Separating traumatic stress from anxiety, ADHD, and depression can be difficult, but it can be important to ensuring that the child gets proper care. Symptoms of trauma can overlap with several ADHD symptoms, including some that are considered hallmarks of ADHD, such as being easily distracted, hyperactivity, difficulty concentrating and learning, and restlessness. However, the stimulants that are frequently used to treat ADHD have not been shown to be effective for treating trauma. Behavioral therapy does help for both, but it needs to be geared to trauma to be effective. Depression and traumatic stress also have a number of overlapping symptoms including loss of interest, detachment, and sleep disturbances. Anxiety can be particularly difficult to separate because many forms of anxiety such as panic attacks and separation anxiety can be similar. As with ADHD, the treatments for depression and anxiety have limited to no effect on treating traumatic stress.
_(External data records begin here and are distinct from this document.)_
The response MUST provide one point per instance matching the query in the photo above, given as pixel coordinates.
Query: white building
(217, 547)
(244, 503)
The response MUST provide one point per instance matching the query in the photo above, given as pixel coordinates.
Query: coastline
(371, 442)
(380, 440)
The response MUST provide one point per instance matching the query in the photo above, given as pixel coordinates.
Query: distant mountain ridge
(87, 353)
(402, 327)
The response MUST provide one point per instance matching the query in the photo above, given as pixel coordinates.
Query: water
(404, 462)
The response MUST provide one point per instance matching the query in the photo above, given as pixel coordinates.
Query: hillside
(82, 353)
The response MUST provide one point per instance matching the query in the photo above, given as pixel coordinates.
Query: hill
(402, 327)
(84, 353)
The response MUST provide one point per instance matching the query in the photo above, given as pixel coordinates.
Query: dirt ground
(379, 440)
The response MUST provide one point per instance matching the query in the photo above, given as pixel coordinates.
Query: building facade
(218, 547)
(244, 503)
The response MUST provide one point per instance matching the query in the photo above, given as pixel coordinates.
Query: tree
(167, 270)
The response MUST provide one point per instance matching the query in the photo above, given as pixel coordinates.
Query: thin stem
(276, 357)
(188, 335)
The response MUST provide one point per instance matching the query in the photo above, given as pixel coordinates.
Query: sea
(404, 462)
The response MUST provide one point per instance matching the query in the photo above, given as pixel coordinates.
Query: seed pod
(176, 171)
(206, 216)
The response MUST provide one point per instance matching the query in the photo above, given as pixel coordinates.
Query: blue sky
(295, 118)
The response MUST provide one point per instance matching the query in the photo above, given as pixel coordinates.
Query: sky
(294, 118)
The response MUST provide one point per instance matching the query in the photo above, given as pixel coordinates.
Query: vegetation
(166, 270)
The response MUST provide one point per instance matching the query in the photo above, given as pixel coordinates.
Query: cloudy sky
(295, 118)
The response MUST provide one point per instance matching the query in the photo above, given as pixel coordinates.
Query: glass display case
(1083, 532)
One of the best ways to discover trauma is to use structured screening and assessments. Keeshin presented a roadmap to care, which utilized a 13 question pediatric traumatic stress screening tool, to determine if reporting the incident was required (abuse vs traumatic event, such as a fire), if there was a risk of suicide, and how to respond with treatment. The question about suicide risk can trigger use of the Columbia Suicide Severity Rating Scale to determine the necessary response. The response to treatment helps determine if the issues are centered around sleep, arousal/intrusion, or avoidance/negative mood.
Once assessed, the child can be treated by either trauma-focused cognitive behavioral therapy that helps the child learn coping skills, process the trauma, and then provide safety and stability. Numerous studies have proven this form of treatment to be very successful. If medication is deemed necessary, the clinician should avoid benzodiazepines, significant polypharmacy, and second generation antipsychotics.